The 2023 ruling found that Environment Canterbury had acted unlawfully when it granted ALIL consent to discharge nitrate pollution across 177,000 hectares of farmland. The Court found that the council had breached the Resource Management Act by failing to adhere to statutory limits designed to protect water quality.
The Environmental Law Initiative, which brought the legal challenge, says the decision sets a strong precedent: councils must properly consider the cumulative impacts of nitrate pollution and cannot sidestep the bottom lines for freshwater health enshrined in the law.
“Regional councils have a responsibility to the public to uphold environmental protections and ensure our freshwater ecosystems are safeguarded,” says ELI’s senior researcher, Anna Sintenie.
The ruling has provoked pushback from major irrigators, including Central Plains Water, which has publicly criticised the decision. Yet nitrate levels in Canterbury’s groundwater continue to rise, with 59% of monitored wells showing increasing trends between 2013 and 2023. In Central Plains Water’s most recent status report, nitrate trigger levels were exceeded at ten surface water sites during the 2022–23 period—an increase on previous years.
Meanwhile, Environment Canterbury is now nearing the end of a re-hearing of ALIL’s consent, as required by the High Court. An interim staff report has recommended refusing the discharge consent, as the pollution resulting from the scheme would likely breach the statutory lines for freshwater.
ELI says the case is not about stopping irrigation schemes, but about ensuring irrigation schemes meet pollution limits set under the law. This could mean fewer cows and lower nitrate discharges—but it also means healthier rivers, safer drinking water, and long-overdue compliance with environmental standards.
Despite the legal clarity of the Court’s decision, ELI warns that political interference threatens to undo these decades-old protections.

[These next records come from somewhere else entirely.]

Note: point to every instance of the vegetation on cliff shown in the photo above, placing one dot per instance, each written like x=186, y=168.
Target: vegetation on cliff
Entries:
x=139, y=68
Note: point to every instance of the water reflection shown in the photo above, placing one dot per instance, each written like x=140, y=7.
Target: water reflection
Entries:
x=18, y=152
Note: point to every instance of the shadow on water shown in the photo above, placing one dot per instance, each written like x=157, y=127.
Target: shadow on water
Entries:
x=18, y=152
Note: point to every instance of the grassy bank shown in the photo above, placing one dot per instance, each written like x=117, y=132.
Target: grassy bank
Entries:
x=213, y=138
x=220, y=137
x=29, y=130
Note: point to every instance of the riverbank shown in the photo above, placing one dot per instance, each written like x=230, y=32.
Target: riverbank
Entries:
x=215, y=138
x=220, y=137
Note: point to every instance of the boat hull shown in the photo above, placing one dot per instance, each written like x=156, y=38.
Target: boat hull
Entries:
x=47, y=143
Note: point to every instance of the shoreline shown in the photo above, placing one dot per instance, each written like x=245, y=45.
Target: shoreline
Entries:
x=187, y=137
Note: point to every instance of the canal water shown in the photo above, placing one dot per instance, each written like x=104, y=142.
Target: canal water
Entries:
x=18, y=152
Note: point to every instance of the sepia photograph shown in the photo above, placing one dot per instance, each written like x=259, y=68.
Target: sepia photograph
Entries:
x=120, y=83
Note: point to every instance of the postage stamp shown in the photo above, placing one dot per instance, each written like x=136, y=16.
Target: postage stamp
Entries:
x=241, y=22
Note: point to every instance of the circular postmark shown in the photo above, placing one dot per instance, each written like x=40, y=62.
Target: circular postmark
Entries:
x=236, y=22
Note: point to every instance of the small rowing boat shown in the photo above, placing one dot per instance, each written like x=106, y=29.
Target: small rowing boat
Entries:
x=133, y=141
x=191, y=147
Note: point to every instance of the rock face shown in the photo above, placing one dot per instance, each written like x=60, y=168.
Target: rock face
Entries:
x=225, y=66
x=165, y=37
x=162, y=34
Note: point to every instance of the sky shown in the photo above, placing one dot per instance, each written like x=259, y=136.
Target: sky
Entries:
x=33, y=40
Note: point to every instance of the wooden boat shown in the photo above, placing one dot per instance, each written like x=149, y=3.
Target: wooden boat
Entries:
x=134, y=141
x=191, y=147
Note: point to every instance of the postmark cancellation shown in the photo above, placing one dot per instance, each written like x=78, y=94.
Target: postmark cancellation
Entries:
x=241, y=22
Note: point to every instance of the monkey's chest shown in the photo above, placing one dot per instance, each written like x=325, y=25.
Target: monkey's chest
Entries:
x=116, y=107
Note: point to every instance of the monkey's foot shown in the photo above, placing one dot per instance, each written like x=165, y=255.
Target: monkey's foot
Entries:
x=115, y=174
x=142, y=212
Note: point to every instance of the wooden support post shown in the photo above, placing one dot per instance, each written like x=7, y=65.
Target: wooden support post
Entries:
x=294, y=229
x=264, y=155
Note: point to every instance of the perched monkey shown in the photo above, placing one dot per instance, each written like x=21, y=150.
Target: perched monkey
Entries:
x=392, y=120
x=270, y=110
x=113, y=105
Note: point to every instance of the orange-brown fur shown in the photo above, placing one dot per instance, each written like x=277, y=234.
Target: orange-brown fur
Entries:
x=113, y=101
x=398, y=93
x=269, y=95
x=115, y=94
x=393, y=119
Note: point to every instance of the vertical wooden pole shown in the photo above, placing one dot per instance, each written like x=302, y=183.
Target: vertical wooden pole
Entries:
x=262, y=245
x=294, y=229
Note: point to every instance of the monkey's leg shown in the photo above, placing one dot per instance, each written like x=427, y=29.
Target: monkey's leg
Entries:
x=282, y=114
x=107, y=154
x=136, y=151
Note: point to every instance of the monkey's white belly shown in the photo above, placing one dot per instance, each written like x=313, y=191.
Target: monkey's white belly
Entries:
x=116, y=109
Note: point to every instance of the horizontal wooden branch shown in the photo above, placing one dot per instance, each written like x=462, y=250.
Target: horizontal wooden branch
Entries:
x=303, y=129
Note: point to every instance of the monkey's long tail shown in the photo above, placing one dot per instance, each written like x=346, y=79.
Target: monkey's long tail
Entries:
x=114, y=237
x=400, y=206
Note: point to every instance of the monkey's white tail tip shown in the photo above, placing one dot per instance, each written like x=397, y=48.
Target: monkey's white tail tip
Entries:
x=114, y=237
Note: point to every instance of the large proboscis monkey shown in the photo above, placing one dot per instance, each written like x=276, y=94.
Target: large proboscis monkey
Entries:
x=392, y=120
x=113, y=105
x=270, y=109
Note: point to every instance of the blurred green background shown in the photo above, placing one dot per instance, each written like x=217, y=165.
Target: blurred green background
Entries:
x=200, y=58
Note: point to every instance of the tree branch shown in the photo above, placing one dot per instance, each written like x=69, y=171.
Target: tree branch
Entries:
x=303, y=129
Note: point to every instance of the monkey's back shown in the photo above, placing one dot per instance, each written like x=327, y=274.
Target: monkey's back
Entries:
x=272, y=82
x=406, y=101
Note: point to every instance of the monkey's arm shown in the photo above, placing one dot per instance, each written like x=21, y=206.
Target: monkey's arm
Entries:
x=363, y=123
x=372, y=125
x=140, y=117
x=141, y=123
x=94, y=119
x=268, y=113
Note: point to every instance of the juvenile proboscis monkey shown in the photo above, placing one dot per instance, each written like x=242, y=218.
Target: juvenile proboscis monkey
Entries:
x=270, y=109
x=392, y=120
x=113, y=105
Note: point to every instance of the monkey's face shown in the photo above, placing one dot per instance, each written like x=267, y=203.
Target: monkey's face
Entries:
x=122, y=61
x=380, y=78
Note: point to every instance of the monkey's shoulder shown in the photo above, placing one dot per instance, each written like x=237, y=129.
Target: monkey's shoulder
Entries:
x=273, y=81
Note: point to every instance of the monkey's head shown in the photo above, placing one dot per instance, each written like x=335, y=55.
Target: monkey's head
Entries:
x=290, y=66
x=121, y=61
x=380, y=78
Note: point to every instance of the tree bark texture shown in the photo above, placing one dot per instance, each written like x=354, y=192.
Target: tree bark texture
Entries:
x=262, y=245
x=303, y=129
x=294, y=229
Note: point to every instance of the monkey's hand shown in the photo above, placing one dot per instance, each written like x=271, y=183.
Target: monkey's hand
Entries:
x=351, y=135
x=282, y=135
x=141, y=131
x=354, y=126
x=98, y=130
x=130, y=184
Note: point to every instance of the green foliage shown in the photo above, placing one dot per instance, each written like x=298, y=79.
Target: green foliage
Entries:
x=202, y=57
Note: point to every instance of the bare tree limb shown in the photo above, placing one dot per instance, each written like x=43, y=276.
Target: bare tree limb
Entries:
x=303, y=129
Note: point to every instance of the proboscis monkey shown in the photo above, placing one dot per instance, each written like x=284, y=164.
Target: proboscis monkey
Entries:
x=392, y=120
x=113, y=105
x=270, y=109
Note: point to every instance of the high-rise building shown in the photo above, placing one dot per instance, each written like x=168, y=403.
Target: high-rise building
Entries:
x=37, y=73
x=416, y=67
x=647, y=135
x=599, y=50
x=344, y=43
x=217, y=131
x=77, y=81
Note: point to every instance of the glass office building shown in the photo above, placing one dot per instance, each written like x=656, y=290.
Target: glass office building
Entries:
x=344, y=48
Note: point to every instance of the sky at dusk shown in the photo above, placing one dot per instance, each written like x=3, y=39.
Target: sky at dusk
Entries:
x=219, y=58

In the wake of the judgment, the Government amended the RMA to weaken key pollution limits, in response to pressure from industry groups. The changes were made without public consultation.
It was a move that Sintenie called “a huge backward step, acting against the public interest and our clean and green image.”
The final decision on the ALIL consent is expected soon.
“Herein lies the conundrum for Environment Canterbury. Where they have allowed farming under the ALIL irrigation scheme to operate outside the law, they now need to apply these pollution limits.
“While irrigators, the Government, and others are lining up to take the power out of Environment Canterbury’s hands, we say it’s more important than ever, that Council delivers to protect our freshwater, as the law requires of it,” says Sintenie.